Pourquoi remettre en cause le droit à l’oubli des réseaux ?

Il y a un droit à l’anonymat qui est plus que légitime dans certains cas, particulièrement lorsque la liberté d’expression n’est pas garantie. Mais il faut se méfier des effets indésirables et indésirés d’une réglementation des réseaux. Peut-on m’obliger à effacer quelque chose qui parle de vous ? Lorsque les informations publiques sont restreintes, le public perd. Tout doit être public par défaut.

Y compris pour les Etats et les entreprises, dites-vous…

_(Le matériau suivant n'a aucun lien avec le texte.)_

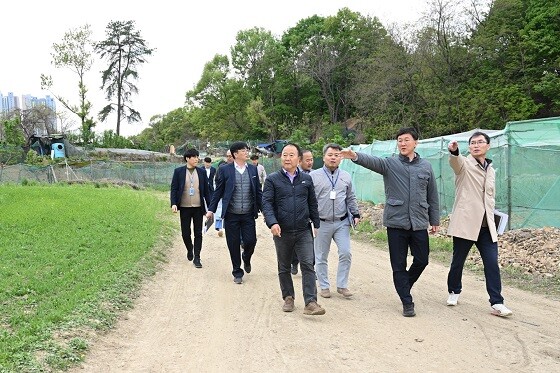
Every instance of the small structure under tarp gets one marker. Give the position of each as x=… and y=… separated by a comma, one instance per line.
x=43, y=145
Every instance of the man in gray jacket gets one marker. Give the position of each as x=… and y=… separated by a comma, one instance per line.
x=411, y=207
x=338, y=210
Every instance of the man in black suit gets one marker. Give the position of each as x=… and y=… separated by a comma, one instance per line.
x=190, y=195
x=237, y=184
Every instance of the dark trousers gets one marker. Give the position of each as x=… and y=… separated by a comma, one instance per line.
x=237, y=226
x=194, y=215
x=295, y=260
x=399, y=241
x=488, y=252
x=301, y=244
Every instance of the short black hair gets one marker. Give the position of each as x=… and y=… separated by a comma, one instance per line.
x=408, y=130
x=300, y=153
x=189, y=153
x=478, y=133
x=331, y=145
x=237, y=146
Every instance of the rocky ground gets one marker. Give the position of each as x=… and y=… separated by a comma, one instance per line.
x=535, y=251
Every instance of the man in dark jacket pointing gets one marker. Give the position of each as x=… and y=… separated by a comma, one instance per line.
x=289, y=204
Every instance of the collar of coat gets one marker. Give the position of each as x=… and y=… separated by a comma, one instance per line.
x=487, y=162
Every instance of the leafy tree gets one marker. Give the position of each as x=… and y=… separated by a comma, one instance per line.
x=124, y=49
x=13, y=134
x=75, y=54
x=217, y=104
x=541, y=39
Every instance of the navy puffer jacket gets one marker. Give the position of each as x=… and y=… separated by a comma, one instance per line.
x=291, y=206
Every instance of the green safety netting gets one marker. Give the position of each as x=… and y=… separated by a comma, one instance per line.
x=525, y=155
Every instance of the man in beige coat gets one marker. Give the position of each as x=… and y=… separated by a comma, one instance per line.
x=472, y=219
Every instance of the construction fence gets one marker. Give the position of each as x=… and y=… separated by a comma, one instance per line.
x=525, y=155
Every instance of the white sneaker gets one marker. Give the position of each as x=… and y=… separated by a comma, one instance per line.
x=452, y=299
x=500, y=310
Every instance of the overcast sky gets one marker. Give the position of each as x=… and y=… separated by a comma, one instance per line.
x=186, y=34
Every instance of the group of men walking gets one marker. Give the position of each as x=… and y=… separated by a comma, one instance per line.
x=306, y=210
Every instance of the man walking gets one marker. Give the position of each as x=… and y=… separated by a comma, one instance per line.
x=238, y=186
x=472, y=219
x=210, y=172
x=305, y=166
x=338, y=209
x=289, y=204
x=260, y=168
x=190, y=194
x=411, y=207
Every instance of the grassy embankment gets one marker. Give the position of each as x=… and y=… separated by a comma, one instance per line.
x=71, y=258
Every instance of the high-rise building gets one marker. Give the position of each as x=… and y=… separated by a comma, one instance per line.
x=9, y=103
x=12, y=102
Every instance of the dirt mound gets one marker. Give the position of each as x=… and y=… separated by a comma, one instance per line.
x=535, y=251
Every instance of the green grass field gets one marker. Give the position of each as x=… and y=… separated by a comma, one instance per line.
x=71, y=257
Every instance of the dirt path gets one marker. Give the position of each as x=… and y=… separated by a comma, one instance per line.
x=190, y=319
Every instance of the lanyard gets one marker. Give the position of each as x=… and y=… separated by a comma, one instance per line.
x=191, y=176
x=330, y=178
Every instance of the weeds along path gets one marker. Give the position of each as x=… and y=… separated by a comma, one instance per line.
x=190, y=319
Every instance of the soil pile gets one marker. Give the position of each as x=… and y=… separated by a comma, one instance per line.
x=535, y=251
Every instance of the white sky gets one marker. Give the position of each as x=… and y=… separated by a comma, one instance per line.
x=186, y=34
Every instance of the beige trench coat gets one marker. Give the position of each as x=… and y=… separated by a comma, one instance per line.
x=474, y=197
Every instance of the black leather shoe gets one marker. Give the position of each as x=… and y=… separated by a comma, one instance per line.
x=408, y=310
x=247, y=267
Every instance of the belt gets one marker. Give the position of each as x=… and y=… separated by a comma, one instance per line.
x=341, y=218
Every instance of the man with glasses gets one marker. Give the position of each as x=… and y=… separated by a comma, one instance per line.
x=411, y=208
x=238, y=186
x=338, y=210
x=190, y=193
x=472, y=219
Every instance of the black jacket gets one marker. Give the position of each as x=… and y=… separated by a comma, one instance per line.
x=291, y=206
x=178, y=185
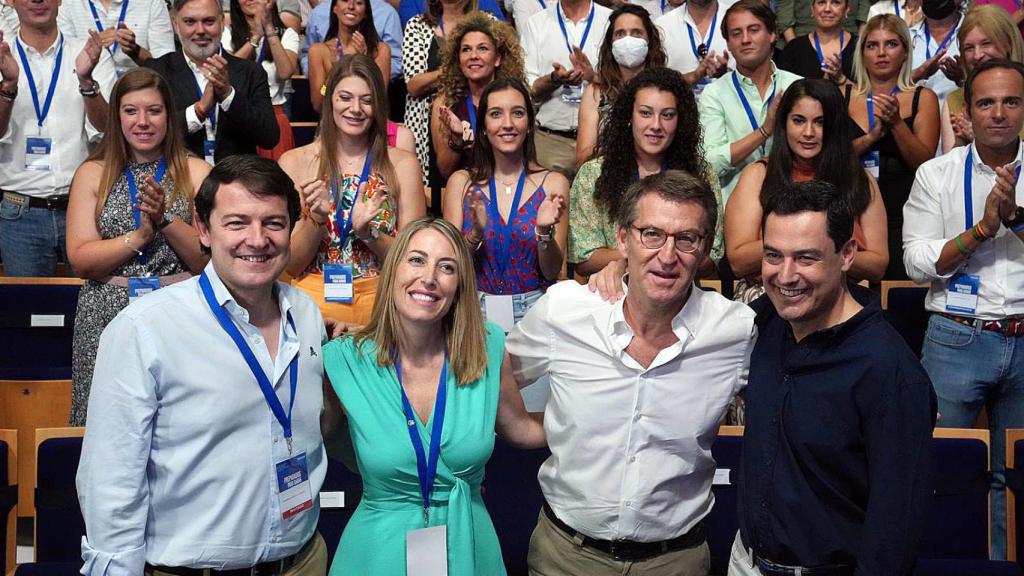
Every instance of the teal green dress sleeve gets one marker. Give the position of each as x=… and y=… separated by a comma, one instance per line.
x=374, y=541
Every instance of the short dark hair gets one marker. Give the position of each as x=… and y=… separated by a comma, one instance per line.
x=261, y=176
x=674, y=186
x=985, y=67
x=756, y=7
x=813, y=196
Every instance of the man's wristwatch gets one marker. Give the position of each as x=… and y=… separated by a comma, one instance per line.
x=90, y=91
x=1016, y=220
x=372, y=237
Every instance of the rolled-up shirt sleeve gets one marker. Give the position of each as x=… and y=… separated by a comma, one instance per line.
x=924, y=229
x=113, y=487
x=716, y=136
x=529, y=343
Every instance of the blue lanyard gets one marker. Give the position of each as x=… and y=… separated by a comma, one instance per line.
x=41, y=113
x=264, y=382
x=747, y=104
x=928, y=40
x=504, y=248
x=133, y=195
x=344, y=231
x=472, y=111
x=99, y=24
x=968, y=197
x=565, y=34
x=706, y=43
x=817, y=46
x=426, y=468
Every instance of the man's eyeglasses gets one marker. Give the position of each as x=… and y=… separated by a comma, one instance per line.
x=652, y=239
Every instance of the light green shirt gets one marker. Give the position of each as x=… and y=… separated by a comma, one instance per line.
x=724, y=121
x=591, y=229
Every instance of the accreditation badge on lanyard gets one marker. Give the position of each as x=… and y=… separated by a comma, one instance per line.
x=39, y=149
x=139, y=286
x=294, y=493
x=426, y=548
x=338, y=276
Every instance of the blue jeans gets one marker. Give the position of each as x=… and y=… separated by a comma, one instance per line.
x=972, y=368
x=32, y=240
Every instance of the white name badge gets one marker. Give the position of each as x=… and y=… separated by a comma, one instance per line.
x=338, y=283
x=426, y=551
x=962, y=295
x=870, y=163
x=293, y=486
x=140, y=286
x=37, y=153
x=499, y=310
x=208, y=149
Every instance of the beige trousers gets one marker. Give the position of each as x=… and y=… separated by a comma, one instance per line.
x=311, y=563
x=556, y=153
x=553, y=552
x=740, y=563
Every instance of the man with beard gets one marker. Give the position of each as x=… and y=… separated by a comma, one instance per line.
x=223, y=103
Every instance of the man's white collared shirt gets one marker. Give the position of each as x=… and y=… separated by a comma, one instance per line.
x=543, y=44
x=178, y=462
x=631, y=446
x=67, y=124
x=935, y=213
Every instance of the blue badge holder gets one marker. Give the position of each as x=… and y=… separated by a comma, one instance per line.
x=338, y=283
x=139, y=286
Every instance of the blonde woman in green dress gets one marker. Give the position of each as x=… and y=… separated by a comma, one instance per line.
x=425, y=386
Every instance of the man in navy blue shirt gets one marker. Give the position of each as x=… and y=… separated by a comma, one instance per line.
x=836, y=477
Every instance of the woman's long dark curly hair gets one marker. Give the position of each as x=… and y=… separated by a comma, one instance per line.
x=241, y=33
x=615, y=144
x=836, y=164
x=606, y=73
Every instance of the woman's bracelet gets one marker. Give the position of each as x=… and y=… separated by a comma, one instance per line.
x=130, y=247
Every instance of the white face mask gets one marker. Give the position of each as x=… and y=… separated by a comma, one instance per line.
x=630, y=51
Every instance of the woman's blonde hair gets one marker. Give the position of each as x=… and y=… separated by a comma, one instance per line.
x=893, y=24
x=995, y=24
x=465, y=333
x=453, y=83
x=363, y=67
x=113, y=151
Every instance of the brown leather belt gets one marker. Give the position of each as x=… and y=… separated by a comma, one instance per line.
x=630, y=550
x=50, y=202
x=570, y=134
x=1007, y=326
x=272, y=568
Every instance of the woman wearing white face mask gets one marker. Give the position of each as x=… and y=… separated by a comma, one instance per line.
x=632, y=43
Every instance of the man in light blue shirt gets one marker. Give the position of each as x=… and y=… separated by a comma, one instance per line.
x=385, y=21
x=203, y=445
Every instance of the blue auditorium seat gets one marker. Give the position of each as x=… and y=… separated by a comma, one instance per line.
x=302, y=108
x=722, y=523
x=35, y=351
x=957, y=528
x=332, y=522
x=904, y=303
x=8, y=499
x=513, y=498
x=59, y=526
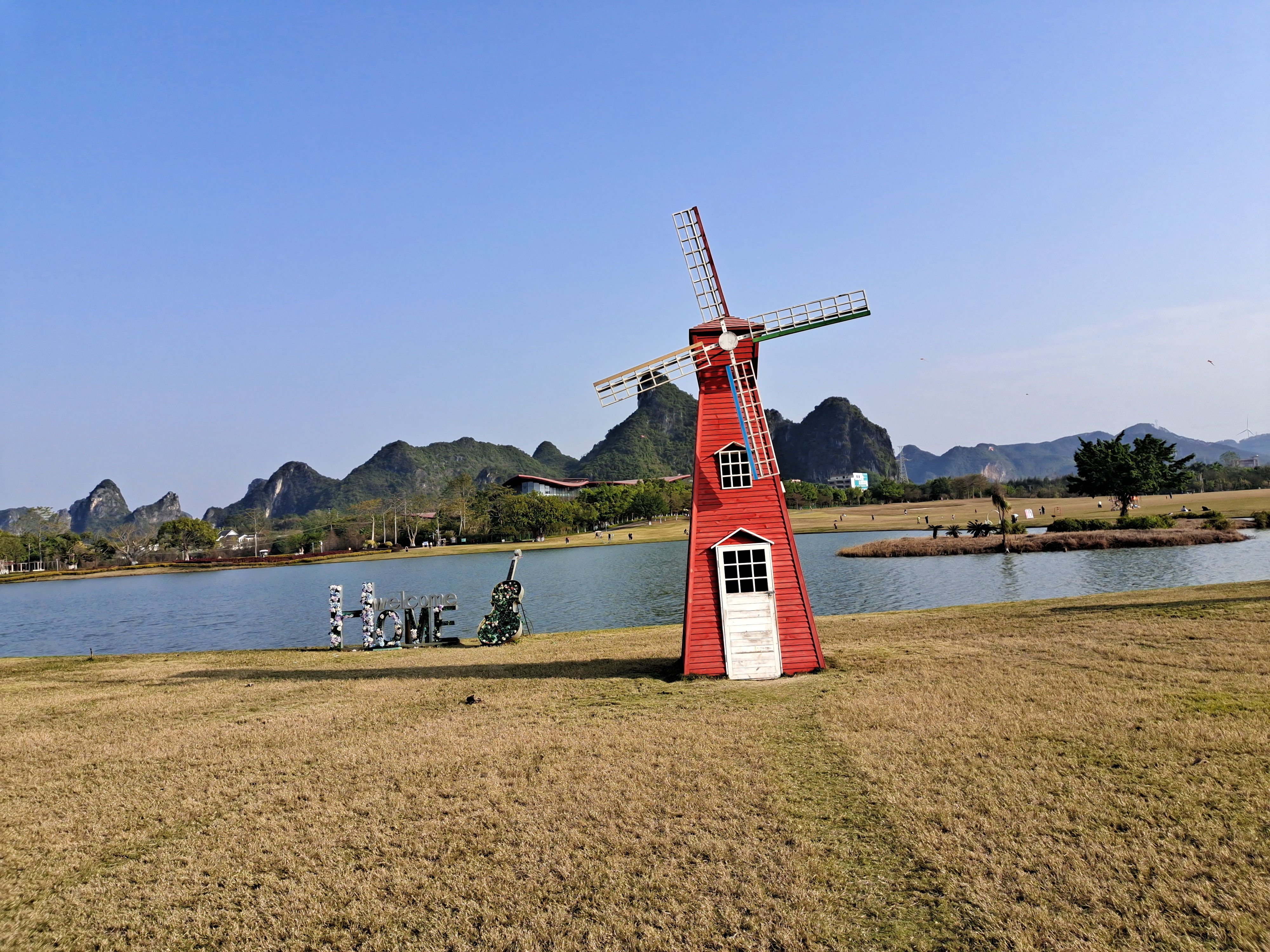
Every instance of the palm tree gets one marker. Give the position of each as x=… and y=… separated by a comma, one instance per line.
x=999, y=501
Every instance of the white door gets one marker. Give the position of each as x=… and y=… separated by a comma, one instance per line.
x=747, y=598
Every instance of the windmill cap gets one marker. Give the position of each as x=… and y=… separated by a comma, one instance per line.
x=712, y=329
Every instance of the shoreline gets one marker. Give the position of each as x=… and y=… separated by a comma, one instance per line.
x=1042, y=543
x=896, y=517
x=8, y=662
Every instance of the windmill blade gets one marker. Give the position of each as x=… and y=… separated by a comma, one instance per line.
x=655, y=374
x=813, y=314
x=697, y=253
x=754, y=422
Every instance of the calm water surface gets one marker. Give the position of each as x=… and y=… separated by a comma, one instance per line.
x=567, y=591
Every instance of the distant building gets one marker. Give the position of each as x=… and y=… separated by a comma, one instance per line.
x=570, y=489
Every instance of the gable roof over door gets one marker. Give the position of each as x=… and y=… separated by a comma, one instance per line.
x=754, y=538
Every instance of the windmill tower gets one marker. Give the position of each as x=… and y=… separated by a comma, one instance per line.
x=747, y=612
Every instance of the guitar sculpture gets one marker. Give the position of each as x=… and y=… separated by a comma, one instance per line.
x=506, y=621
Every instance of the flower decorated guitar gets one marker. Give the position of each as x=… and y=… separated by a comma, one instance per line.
x=505, y=621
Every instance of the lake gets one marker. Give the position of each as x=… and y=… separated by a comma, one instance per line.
x=567, y=590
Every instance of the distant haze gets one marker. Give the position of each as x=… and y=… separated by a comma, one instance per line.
x=242, y=234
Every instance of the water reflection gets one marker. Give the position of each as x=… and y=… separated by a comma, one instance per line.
x=567, y=591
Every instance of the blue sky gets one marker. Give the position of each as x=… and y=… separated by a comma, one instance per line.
x=234, y=235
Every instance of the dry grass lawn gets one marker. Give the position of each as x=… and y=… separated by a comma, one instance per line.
x=1070, y=775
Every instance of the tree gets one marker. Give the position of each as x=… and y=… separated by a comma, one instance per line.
x=612, y=503
x=130, y=540
x=36, y=526
x=186, y=535
x=999, y=501
x=459, y=496
x=1113, y=469
x=648, y=501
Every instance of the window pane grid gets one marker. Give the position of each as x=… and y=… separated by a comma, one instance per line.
x=745, y=571
x=735, y=469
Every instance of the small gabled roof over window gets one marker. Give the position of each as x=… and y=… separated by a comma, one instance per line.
x=741, y=538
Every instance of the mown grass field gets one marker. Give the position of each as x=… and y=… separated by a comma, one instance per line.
x=863, y=519
x=1069, y=775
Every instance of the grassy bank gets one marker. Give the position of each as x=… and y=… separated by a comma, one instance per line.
x=1079, y=774
x=1042, y=543
x=866, y=519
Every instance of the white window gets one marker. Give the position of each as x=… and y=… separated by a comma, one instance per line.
x=745, y=571
x=735, y=468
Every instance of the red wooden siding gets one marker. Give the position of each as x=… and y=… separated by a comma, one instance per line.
x=719, y=512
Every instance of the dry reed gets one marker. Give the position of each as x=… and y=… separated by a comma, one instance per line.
x=1069, y=775
x=1042, y=543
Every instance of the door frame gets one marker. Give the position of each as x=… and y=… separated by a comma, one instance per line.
x=727, y=544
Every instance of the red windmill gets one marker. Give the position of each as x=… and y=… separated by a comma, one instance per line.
x=747, y=614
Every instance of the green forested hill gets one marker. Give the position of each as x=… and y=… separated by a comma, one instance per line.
x=397, y=470
x=658, y=440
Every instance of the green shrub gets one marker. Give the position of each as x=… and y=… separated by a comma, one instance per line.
x=1078, y=526
x=1146, y=522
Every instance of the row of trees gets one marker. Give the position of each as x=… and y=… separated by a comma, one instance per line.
x=464, y=511
x=43, y=538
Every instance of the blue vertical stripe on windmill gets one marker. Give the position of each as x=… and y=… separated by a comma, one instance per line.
x=741, y=420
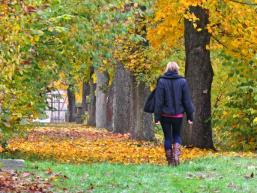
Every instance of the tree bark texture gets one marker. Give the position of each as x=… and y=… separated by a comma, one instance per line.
x=199, y=74
x=128, y=102
x=121, y=100
x=142, y=128
x=71, y=104
x=92, y=104
x=85, y=93
x=101, y=99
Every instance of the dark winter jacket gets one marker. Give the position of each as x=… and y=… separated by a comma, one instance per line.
x=172, y=96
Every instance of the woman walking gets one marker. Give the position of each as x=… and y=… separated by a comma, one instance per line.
x=172, y=99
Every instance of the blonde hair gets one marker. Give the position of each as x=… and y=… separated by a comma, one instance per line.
x=172, y=66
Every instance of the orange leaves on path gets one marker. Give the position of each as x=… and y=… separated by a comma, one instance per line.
x=85, y=144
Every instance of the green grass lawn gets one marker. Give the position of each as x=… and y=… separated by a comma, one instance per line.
x=204, y=175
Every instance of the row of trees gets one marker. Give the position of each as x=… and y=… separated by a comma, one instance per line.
x=117, y=50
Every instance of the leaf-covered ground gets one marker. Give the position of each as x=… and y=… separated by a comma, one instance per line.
x=80, y=144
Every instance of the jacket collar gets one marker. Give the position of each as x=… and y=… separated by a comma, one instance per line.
x=171, y=75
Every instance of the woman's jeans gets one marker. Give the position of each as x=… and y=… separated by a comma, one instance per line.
x=171, y=128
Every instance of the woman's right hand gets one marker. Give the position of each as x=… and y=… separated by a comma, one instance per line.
x=190, y=123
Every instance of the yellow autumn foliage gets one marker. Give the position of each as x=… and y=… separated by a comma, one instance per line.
x=232, y=25
x=87, y=145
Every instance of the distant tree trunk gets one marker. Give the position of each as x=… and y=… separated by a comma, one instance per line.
x=92, y=104
x=199, y=74
x=122, y=100
x=110, y=109
x=71, y=104
x=101, y=99
x=142, y=128
x=128, y=102
x=85, y=93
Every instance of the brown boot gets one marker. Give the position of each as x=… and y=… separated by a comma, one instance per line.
x=176, y=153
x=169, y=157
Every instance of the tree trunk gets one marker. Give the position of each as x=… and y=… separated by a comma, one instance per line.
x=128, y=102
x=109, y=112
x=122, y=100
x=85, y=93
x=92, y=105
x=101, y=99
x=71, y=104
x=199, y=74
x=142, y=128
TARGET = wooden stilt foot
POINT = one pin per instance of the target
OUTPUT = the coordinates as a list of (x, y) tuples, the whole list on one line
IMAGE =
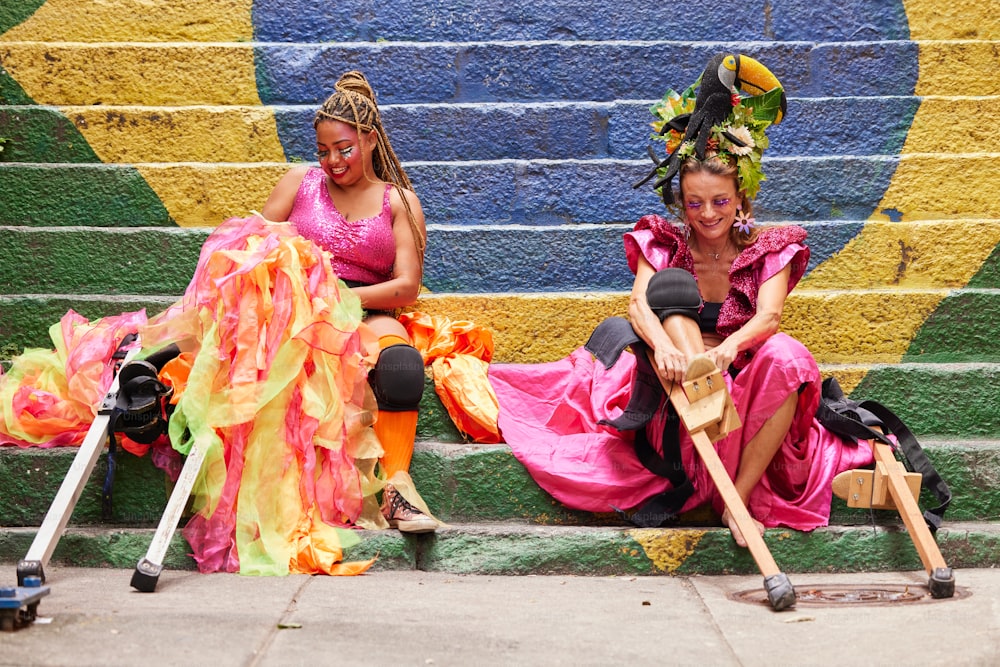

Oui, les Etats devraient être publics par défaut et secrets par nécessité, alors que c’est trop souvent l’inverse, il y a un gros changement culturel à faire, comme on le voit avec les données publiques. Quant aux entreprises, elles ont le droit de garder des secrets, mais ce n’est sans doute pas la manière la plus efficace de se comporter avec ses clients. A l’ère des réseaux, la culture du secret n’a plus de sens.